Vu l'article 1719 du code civil :

5. Selon ce texte, le bailleur est obligé, par la nature du contrat, et sans qu'il soit besoin d'une stipulation particulière de délivrer au preneur la chose louée et d'entretenir cette chose en état de servir à l'usage pour lequel elle a été louée.

6. Pour rejeter l'exception d'inexécution invoquée par la locataire et constater la résiliation du bail par l'effet de la clause résolutoire, après avoir relevé qu'un organisme avait procédé, le 27 avril 2012, à des prélèvements et à des mesures de teneur en amiante mentionnant des concentrations de 150 fibres d'amiante par litre d'air, de 140,8 fibres d'amiante par litre d'air et de 116,60 fibres d'amiante par litre d'air dans trois zones du local alors que le seuil sanitaire a été fixé à 5 fibres d'amiante par litre d'air par l'article R. 1334-29 du code de la santé publique, l'arrêt retient que cette disposition, tout comme celles des articles R. 1334-14 et suivants, issues du décret du 3 juin 2011, donc postérieures à la conclusion du bail du 28 mars 2010 et dont, en outre, la majeure partie sont entrées en vigueur le 1er février 2012, ne peuvent être invoquées pour fonder un manquement du bailleur à l'obligation de délivrance.

7. En statuant ainsi, en appréciant la conformité du local à la réglementation seulement à la date de la conclusion du bail alors qu'il incombe au bailleur de délivrer un local conforme à sa destination contractuelle tout au long de l'exécution du contrat, la cour d'appel a violé les textes susvisés.
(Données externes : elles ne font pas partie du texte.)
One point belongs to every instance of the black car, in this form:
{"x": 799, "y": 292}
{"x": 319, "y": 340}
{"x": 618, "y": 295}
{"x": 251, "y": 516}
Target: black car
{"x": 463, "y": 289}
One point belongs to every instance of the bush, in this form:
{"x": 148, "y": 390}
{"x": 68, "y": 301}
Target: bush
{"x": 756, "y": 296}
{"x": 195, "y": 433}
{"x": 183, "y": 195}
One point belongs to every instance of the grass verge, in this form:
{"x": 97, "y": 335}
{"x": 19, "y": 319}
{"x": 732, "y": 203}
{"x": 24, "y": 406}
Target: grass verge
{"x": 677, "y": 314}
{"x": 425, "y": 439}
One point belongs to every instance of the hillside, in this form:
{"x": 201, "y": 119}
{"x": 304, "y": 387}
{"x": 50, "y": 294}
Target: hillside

PAR CES MOTIFS, et sans qu'il y ait lieu de statuer sur les autres griefs, la Cour :

CASSE ET ANNULE, sauf en ce qu'il a écarté les conclusions de la société Acrobatx et la pièce 43 notifiées le 26 avril 2018 à 17h21 et la pièce 17 produite par la société Acrobatx et a rejeté la contestation portant sur la qualité d'agir de M. Y..., l'arrêt rendu le 28 juin 2018, entre les parties, par la cour d'appel de Grenoble.